OOOoooooh yeah, I remember this matrix too.

I suspect you can compute the Cholesky decomposition in closed form too.

Like check this: https://en.wikipedia.org/wiki/Cholesky_decomposition#Rank-one_update

So if your off-diagonals are a constant and your diagonals are a constant you can decompose your matrix:

\begin{bmatrix} a & b \\ b & a \end{bmatrix}
\begin{bmatrix} a - b & 0 \\ 0 & a - b \end{bmatrix} + \begin{bmatrix} b & b \\ b & b \end{bmatrix}
\begin{bmatrix} a - b & 0 \\ 0 & a - b \end{bmatrix} + \begin{bmatrix} \sqrt{b} \\ \sqrt{b} \end{bmatrix}\begin{bmatrix} \sqrt{b} & \sqrt{b} \end{bmatrix}

And then you know the Cholesky of the thing on the left (just take the square root of the diagonal) and then there is a rank 1 update you can do: https://en.wikipedia.org/wiki/Cholesky_decomposition#Rank-one_update

There’s probably a way to write that in math that’ll give you a closed form.

Interesting.

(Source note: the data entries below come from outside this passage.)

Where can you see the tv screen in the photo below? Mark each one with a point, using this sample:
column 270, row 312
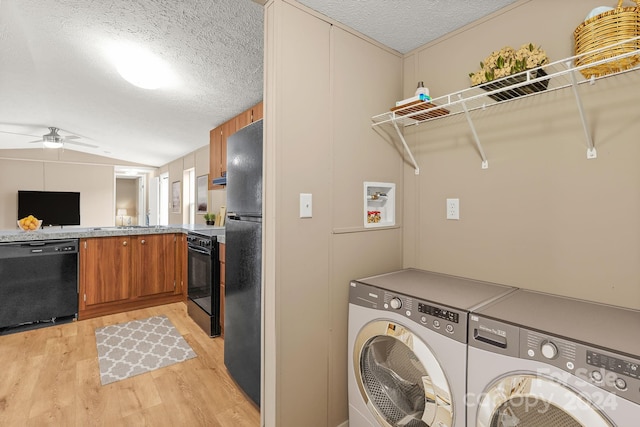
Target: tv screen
column 52, row 207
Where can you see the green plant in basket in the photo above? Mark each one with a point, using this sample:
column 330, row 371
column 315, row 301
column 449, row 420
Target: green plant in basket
column 508, row 61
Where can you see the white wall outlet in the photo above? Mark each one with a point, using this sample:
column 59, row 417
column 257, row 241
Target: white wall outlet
column 453, row 208
column 306, row 208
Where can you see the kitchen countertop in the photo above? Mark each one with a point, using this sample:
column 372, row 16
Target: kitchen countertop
column 56, row 233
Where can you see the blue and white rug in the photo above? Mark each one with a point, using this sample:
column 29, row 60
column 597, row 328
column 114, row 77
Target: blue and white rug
column 139, row 346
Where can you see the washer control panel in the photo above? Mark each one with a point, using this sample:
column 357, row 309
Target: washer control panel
column 615, row 373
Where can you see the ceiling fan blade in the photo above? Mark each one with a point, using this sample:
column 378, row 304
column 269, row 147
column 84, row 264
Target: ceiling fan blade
column 17, row 133
column 84, row 144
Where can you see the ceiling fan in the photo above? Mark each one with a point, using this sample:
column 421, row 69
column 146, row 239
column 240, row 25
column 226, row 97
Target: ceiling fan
column 54, row 140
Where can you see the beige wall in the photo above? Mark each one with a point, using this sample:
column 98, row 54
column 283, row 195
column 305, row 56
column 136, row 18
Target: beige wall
column 199, row 160
column 321, row 144
column 127, row 198
column 38, row 169
column 542, row 216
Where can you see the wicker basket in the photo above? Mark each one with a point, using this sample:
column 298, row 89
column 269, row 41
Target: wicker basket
column 606, row 29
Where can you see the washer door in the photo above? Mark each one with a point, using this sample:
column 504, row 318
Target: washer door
column 530, row 400
column 399, row 378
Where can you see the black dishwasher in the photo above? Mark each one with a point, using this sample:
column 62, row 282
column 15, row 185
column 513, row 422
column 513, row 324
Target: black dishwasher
column 38, row 284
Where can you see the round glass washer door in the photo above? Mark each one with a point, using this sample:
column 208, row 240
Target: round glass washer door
column 530, row 400
column 399, row 377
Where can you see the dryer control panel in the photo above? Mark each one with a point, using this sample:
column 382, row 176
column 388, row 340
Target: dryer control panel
column 439, row 318
column 444, row 320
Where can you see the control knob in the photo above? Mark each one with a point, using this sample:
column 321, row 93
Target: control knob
column 549, row 350
column 395, row 303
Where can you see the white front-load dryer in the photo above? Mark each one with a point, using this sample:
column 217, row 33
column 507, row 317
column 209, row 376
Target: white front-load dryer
column 407, row 347
column 543, row 360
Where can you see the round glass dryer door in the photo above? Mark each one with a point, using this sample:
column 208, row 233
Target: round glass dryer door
column 530, row 400
column 399, row 377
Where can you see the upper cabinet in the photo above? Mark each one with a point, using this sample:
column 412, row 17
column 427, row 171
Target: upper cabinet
column 218, row 142
column 216, row 166
column 251, row 115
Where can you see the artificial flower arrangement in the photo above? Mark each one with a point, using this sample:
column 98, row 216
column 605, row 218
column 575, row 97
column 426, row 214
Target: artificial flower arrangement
column 509, row 61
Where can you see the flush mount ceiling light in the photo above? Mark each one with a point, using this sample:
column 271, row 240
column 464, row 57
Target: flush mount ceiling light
column 52, row 139
column 140, row 67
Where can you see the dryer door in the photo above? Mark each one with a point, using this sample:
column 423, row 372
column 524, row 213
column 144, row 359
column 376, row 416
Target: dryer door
column 530, row 400
column 399, row 377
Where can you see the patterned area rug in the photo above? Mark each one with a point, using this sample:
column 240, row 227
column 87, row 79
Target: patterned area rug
column 139, row 346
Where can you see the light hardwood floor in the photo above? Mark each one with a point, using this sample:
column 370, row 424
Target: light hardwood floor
column 50, row 377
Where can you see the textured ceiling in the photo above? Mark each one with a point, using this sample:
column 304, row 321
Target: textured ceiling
column 55, row 72
column 54, row 69
column 406, row 24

That could conceivably work for the case with compound symmetry, but not with an AR-1 structure, where the off-diagonals are not constant.

I have another question - I’ve looked at the initial value of the matrix in question, and it is actually positive definite. Is cholesky_decompose doing something weird? Is that why you suggested I try to do this manually?

Not that I’m aware of.

The matrices you see in the output probly aren’t the ones that are producing those errors.

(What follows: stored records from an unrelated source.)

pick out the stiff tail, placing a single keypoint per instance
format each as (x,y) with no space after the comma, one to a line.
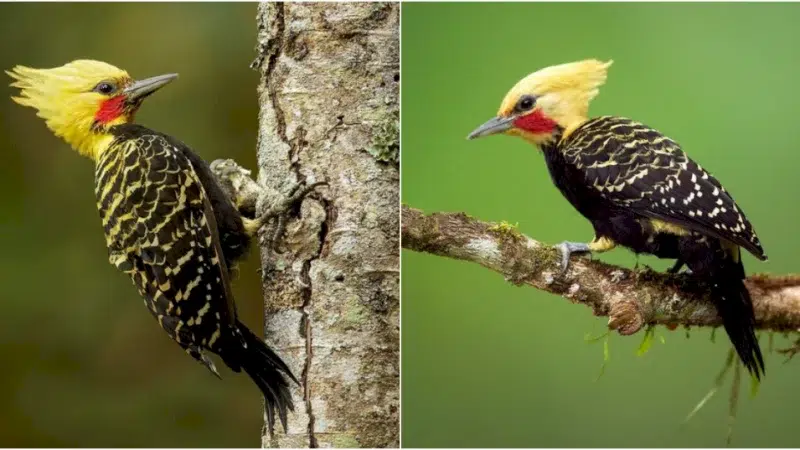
(267,370)
(736,309)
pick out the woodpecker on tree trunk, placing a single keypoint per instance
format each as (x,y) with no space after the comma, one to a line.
(638,189)
(167,222)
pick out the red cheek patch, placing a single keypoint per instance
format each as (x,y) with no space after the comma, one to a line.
(536,123)
(110,109)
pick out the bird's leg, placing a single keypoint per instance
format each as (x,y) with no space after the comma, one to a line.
(598,245)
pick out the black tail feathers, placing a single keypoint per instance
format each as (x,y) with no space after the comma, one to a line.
(736,309)
(267,370)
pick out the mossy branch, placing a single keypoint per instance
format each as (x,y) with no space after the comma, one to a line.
(630,299)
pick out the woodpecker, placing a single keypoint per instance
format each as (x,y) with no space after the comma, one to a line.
(638,189)
(167,222)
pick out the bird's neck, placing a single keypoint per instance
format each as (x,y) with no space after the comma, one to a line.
(553,140)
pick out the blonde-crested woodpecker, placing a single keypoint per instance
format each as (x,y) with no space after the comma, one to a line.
(168,224)
(637,187)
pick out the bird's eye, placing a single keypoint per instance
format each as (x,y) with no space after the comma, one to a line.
(525,103)
(105,87)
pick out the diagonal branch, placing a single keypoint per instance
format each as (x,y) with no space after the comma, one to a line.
(630,299)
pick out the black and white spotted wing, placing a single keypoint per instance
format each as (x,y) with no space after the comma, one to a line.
(160,230)
(636,167)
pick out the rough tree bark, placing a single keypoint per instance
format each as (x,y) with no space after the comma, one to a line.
(329,96)
(630,299)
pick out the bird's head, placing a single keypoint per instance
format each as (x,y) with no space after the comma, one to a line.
(547,102)
(80,101)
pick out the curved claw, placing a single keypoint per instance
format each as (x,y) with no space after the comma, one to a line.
(677,268)
(567,249)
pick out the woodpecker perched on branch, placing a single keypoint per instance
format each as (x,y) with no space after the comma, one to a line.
(637,188)
(168,224)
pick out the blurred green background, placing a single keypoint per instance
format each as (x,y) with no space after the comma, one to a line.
(489,364)
(84,363)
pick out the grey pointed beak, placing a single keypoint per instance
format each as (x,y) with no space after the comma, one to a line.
(142,88)
(495,125)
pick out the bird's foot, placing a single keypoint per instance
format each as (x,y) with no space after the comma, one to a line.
(674,270)
(281,209)
(567,249)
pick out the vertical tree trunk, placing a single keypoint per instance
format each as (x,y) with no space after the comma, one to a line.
(329,112)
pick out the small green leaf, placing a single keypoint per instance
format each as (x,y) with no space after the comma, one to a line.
(606,357)
(755,383)
(647,342)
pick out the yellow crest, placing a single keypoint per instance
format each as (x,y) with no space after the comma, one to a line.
(65,97)
(563,91)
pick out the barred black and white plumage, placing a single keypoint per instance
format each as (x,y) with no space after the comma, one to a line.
(637,188)
(168,224)
(154,198)
(641,191)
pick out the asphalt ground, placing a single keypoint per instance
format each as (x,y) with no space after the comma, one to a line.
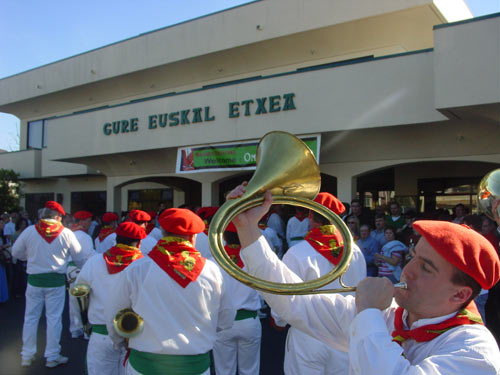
(11,323)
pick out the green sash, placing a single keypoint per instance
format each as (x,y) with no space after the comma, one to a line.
(159,364)
(99,328)
(47,280)
(245,314)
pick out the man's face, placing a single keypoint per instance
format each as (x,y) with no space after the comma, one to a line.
(356,208)
(380,223)
(364,232)
(395,210)
(430,290)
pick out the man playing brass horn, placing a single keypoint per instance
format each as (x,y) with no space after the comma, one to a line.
(182,298)
(318,253)
(432,327)
(103,273)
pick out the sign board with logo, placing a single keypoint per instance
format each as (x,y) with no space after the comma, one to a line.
(229,156)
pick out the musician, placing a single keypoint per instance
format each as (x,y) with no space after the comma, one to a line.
(316,255)
(181,296)
(102,273)
(237,349)
(47,247)
(80,226)
(431,328)
(107,236)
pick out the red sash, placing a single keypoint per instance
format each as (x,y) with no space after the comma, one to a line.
(49,230)
(120,256)
(327,241)
(179,259)
(76,227)
(105,232)
(234,253)
(469,315)
(301,215)
(149,228)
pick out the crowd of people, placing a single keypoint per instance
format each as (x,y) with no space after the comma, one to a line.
(142,261)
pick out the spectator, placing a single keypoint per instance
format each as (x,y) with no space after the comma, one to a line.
(369,247)
(460,212)
(394,219)
(378,232)
(353,225)
(391,257)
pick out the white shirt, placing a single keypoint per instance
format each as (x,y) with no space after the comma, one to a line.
(331,318)
(203,246)
(43,257)
(178,321)
(85,240)
(296,228)
(102,285)
(276,222)
(147,244)
(106,244)
(156,233)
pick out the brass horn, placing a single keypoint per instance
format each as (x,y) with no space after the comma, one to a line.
(488,191)
(288,168)
(81,293)
(128,323)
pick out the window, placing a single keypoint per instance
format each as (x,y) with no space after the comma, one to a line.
(37,134)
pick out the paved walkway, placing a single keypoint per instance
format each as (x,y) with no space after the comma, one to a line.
(11,322)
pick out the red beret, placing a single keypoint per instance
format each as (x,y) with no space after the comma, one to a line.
(138,216)
(130,230)
(109,216)
(82,215)
(55,207)
(181,221)
(330,201)
(464,248)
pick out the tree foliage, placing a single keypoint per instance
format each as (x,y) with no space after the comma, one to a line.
(9,190)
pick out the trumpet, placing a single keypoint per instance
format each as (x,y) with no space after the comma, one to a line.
(81,293)
(286,167)
(128,323)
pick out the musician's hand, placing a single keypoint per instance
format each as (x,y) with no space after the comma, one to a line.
(496,202)
(247,222)
(374,292)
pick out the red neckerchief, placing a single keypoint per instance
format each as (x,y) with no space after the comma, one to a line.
(234,253)
(105,232)
(149,228)
(49,229)
(301,215)
(327,241)
(120,256)
(469,315)
(179,259)
(76,227)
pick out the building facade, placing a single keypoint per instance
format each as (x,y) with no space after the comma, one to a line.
(402,104)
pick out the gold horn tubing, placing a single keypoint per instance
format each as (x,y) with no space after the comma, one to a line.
(233,207)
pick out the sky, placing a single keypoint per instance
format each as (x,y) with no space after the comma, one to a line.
(34,33)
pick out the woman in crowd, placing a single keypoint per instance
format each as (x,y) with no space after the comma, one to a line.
(391,257)
(4,291)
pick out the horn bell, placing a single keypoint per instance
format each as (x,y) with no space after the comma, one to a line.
(288,168)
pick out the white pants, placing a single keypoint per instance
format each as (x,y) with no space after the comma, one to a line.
(238,346)
(102,358)
(131,371)
(36,298)
(306,355)
(75,319)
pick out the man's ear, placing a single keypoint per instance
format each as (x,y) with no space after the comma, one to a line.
(462,294)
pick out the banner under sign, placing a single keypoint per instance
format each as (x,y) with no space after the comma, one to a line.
(227,157)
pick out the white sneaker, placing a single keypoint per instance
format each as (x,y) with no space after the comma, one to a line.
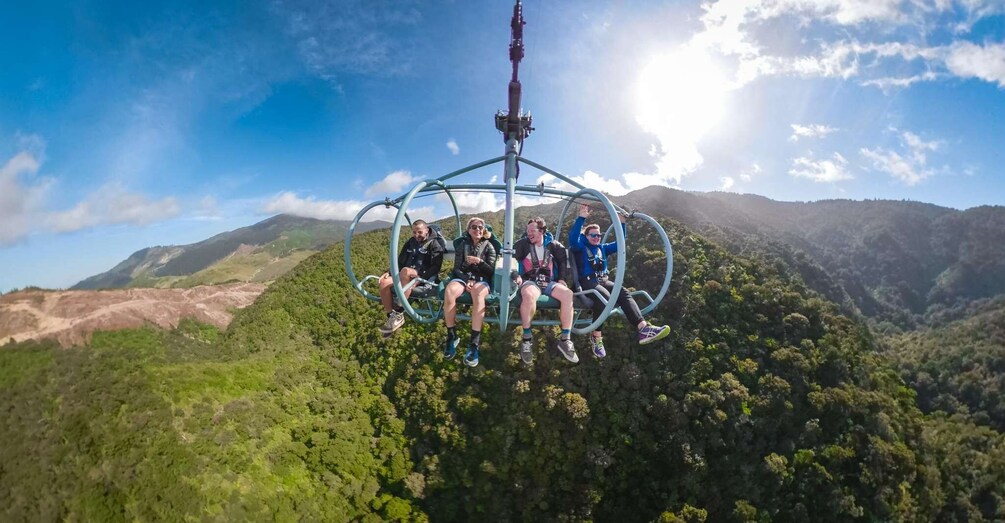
(567,350)
(527,350)
(397,319)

Those errors probably come from early Stan initialization where it’s just guessing initial values and trying to figure out a timestep. During this period it’s entirely possible that something like sigma_S in your model would end up as an actual 0.0 or something weird.

I think you can add ‘print(Sigma)’ statements right before your cholesky_decompose to see this.

I think I found the culprit. It is rho that has been causing the problems. If it starts out extremely close to 0 and drifts negative, then it gets stuck. I don’t know if it is too uncool to set the prior to be between 0 and 1 - is that too informative? (In this application, I would never expect negative correlations. 0 yes, but not negative.) When I do set the lower bound of rho to 0, it appears that things work well, at least with my simulated data.

I dunno your application, but just tell people you did it and you did it for these reasons.